The phrase has been misattributed as slang for marriage in Old Norse.

==Reaction==
An Internet urban legend circulated through websites such as Know Your Meme alleged that the phrase was inspired by Patrick Rothfuss's book The Name of the Wind, a claim which Pagliarulo denied. By July 2012, Bethesda offered the sale of a skin for Xbox Avatars, which features a character model that has one of its knees impaled with an arrow, as an acknowledgement to the meme's popularity. In a retrospective feature article published by GamesRadar about the meme's origins, Lampert noted that video games developed and published by Bethesda often have a selection of memes that would become unintentionally popular with players due to the sheer size of the aforementioned games and the possibilities of emergent gameplay enabled by the conditions of their in-game worlds.
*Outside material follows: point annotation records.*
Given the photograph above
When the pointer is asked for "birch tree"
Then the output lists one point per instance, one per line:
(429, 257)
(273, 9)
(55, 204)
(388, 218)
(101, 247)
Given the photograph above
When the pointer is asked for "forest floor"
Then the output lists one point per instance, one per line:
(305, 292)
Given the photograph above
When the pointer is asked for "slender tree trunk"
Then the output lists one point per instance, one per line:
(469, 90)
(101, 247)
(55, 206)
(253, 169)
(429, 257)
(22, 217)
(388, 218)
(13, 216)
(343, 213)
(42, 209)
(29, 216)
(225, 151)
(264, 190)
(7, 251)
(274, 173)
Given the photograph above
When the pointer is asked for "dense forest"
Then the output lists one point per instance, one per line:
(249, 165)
In Lampert's view, the meme's breakout popularity was a "perfect storm" of the guard’s accent and wistful demeanor, as well as the apparent prevalence of the line within the opening minutes of Skyrim playthroughs as showcased in popular "Let's Play" videos uploaded to the Internet shortly after the game's launch in November 2011. The phrase's enduring popularity is noted by commentators a decade after the initial release of Skyrim.

Not all reactions to the meme have been affirmative, with some quarters expressing an annoyance at the meme's prevalence and popularity. Jon Partridge from Red Bull considered the full phrase to be one of the worst video game lines of all time, and that it is indicative of the game's "ridiculous script".